Marlene: yes, I want a "date" place but I also want good food.  Recall: I want a GREAT steak.  Seems like those two are mutually exclusive I guess.   :laugh:

Side note: We went to JG for lunch and while the food was good (albeit heavy for us...we're not used to the butter, foie, and cream) and the atmosphere lovely, we felt like we couldn't relax and enjoy ourselves.  I know, I know...we're strange...

Another thing to keep in mind when dealing with real Kobe (and to some extent with any Wagyu) is that just because it's the highest grade (read: fattiest/most marbled) doesn't mean that it will always be best tasting in any form or dish. Kobe beef is best appreciated not in the American slab form that most steakhouses serve, as this doesn't really bring out its best qualities. In Japan, the highest grades of Wagyu (Raji, as the board's resident Japanese food expert, please either back me up or correct me on this) are generally thought to be best appreciated when sliced somewhat thinner than you'd usually expect for an American steak and then quickly cooked over fairly high heat, so that the fat is just rendered/caramelized. Because of its exceptionally high fat content, the typical steakhouse cooking procedure will either undercook it in parts (a waste as the fat just stays raw/cold) or totally overcook it (which loses the great flavor that the fat is there to produce), rendering it a colossal waste of money (and beef). So even if the beef quality is very high, I'd generally steer away from American steakhouses serving "Kobe" in the American format. I'd also not bother eating it at any temperature other than what they recommend (medium rare-ish). If you're going to bother with the money and effort, get it prepared as it should be at one of the various Japanese places in town that do this. I'm sure there are specific places that do high end Japanese steak, but I also know that Sugiyama does a very good job of serving it correctly.

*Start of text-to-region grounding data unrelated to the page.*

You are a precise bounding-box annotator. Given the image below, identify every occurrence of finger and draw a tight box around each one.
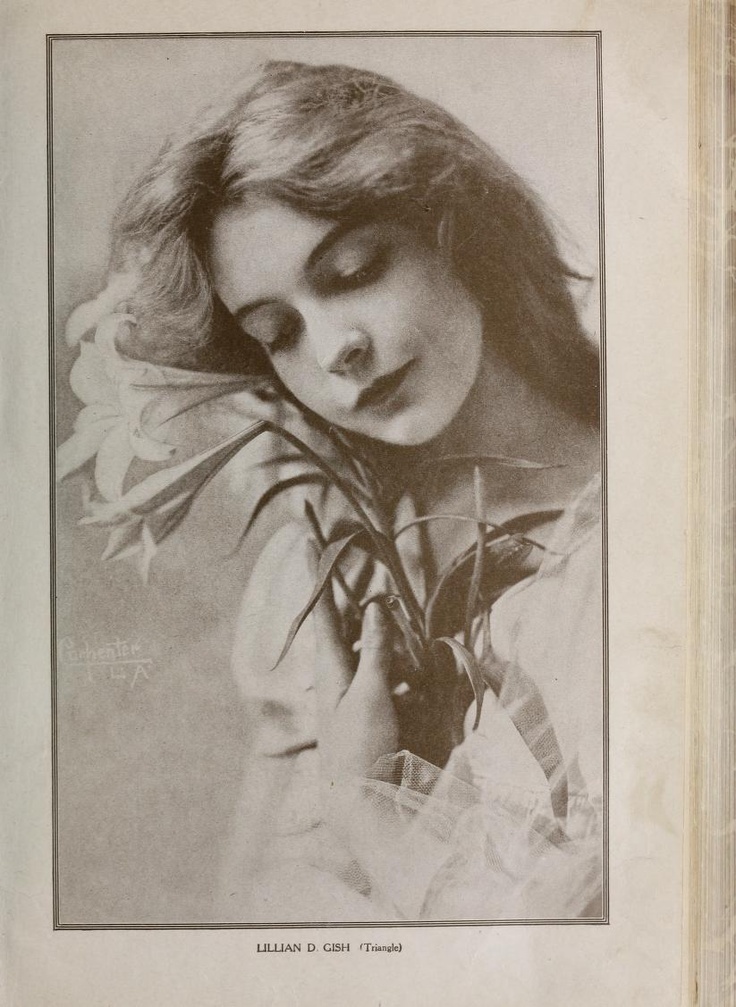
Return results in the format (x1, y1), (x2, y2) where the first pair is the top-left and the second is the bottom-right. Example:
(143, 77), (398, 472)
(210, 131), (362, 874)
(354, 601), (394, 690)
(305, 539), (353, 713)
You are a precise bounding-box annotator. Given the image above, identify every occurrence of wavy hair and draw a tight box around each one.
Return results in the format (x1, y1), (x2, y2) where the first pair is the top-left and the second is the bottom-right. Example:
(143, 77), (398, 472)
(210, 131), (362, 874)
(111, 60), (600, 427)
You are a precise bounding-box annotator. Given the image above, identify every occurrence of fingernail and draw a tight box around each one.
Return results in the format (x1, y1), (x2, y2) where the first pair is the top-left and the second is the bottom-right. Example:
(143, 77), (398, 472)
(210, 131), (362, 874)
(364, 601), (379, 631)
(364, 600), (388, 634)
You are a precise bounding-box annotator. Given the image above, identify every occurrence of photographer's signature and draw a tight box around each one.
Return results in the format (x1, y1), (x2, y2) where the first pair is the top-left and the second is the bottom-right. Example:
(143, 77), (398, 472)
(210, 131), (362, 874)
(59, 636), (154, 688)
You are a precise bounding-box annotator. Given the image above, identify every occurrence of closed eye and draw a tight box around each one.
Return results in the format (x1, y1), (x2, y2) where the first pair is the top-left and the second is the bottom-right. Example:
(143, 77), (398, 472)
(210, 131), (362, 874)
(314, 229), (391, 294)
(239, 303), (302, 353)
(331, 247), (388, 290)
(234, 223), (395, 353)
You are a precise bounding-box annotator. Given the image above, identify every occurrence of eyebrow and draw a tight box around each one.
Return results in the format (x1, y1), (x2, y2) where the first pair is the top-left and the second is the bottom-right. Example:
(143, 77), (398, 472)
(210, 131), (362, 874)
(232, 219), (361, 326)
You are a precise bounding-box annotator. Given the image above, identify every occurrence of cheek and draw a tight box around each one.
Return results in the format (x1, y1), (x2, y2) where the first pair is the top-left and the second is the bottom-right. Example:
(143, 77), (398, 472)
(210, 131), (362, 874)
(270, 354), (334, 413)
(270, 355), (312, 398)
(400, 277), (484, 371)
(392, 260), (480, 335)
(361, 276), (448, 353)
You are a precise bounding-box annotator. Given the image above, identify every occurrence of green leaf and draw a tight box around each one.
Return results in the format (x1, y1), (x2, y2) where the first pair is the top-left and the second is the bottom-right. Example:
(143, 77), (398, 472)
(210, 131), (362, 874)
(464, 466), (486, 648)
(259, 422), (375, 506)
(428, 453), (563, 470)
(394, 512), (557, 552)
(302, 499), (363, 618)
(271, 529), (367, 671)
(305, 413), (377, 492)
(393, 513), (508, 540)
(254, 452), (309, 470)
(384, 594), (426, 672)
(425, 534), (535, 639)
(243, 474), (329, 538)
(261, 421), (425, 638)
(434, 637), (486, 730)
(386, 454), (563, 508)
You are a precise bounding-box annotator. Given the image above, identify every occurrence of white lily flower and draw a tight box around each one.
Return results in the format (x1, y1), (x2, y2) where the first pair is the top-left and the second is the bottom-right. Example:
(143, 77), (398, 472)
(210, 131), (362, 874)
(64, 271), (140, 347)
(58, 288), (313, 578)
(58, 310), (271, 501)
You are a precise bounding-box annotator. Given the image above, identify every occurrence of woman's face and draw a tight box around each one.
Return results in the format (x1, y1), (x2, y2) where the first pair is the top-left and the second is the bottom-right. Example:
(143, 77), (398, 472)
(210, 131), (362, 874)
(210, 199), (484, 446)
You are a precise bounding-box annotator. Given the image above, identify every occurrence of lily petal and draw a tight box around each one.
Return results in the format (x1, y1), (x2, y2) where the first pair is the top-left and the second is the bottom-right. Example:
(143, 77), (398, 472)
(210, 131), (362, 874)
(73, 402), (121, 430)
(65, 272), (139, 345)
(66, 297), (112, 346)
(128, 426), (176, 463)
(83, 422), (268, 523)
(69, 340), (117, 406)
(101, 520), (147, 561)
(94, 423), (137, 502)
(57, 414), (119, 481)
(136, 524), (159, 583)
(94, 320), (264, 449)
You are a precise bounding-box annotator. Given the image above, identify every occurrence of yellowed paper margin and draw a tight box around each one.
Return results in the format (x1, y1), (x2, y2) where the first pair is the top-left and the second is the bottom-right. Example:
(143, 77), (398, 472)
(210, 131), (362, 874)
(688, 2), (736, 1005)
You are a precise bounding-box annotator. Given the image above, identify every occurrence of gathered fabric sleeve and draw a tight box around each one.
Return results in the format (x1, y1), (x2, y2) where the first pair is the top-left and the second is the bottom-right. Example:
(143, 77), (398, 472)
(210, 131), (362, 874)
(330, 481), (604, 921)
(223, 478), (603, 923)
(223, 522), (391, 921)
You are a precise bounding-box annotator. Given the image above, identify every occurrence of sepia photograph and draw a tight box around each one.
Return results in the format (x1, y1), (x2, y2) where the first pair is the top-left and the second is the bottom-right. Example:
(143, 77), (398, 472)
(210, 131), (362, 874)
(51, 32), (606, 927)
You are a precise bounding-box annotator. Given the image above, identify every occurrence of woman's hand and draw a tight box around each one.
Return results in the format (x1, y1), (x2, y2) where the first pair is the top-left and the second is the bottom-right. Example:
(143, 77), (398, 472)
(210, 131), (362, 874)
(307, 543), (398, 815)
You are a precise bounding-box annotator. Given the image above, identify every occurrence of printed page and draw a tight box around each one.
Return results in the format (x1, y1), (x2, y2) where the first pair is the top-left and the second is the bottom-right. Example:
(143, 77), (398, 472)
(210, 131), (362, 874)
(1, 2), (690, 1005)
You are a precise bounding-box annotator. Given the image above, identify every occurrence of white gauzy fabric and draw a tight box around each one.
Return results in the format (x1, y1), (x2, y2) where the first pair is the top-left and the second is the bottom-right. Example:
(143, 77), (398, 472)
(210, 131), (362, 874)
(227, 476), (603, 922)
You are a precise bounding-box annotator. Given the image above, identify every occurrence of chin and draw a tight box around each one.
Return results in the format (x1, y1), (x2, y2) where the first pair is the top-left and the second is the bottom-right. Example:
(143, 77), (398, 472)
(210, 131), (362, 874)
(371, 409), (459, 447)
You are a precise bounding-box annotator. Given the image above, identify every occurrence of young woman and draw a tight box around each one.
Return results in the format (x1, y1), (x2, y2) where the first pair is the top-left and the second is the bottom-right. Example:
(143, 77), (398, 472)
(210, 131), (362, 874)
(61, 59), (603, 922)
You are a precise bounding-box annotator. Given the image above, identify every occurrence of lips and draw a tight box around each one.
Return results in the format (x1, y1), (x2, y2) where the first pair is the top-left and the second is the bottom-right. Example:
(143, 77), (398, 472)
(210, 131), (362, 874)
(356, 360), (414, 409)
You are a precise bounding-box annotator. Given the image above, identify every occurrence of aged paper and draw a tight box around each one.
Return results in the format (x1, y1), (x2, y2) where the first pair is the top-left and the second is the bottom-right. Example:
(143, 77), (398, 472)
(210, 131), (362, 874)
(2, 1), (689, 1005)
(51, 31), (605, 927)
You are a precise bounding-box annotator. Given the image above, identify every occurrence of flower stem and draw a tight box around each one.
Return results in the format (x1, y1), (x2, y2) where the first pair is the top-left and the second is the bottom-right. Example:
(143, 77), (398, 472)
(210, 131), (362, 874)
(264, 421), (426, 643)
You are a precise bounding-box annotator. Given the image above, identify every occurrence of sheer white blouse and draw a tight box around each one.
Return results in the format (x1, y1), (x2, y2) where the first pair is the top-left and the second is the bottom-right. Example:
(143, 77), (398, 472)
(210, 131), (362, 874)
(225, 475), (603, 923)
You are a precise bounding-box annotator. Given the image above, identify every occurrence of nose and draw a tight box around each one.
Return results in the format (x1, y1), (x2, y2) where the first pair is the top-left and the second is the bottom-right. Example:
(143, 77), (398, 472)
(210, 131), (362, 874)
(314, 327), (371, 376)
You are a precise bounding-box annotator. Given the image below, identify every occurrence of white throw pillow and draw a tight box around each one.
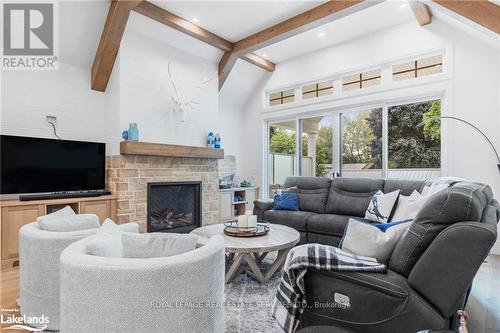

That aside, if you're looking for a more typical American steakhouse experience, I'd choose between Peter Luger (the Brooklyn original only!) and Strip House. Others (Mark Joseph, etc.) might be good compromises, but if this is going to be special, why not have the real quintessential NY steak experience and go to PL already! You can't really speak critically to any of the other NY steakhouses without using Luger as the benchmark. And if it's Porterhouse you're after, PL is the choice to make, as Strip House specializes in the rib chop.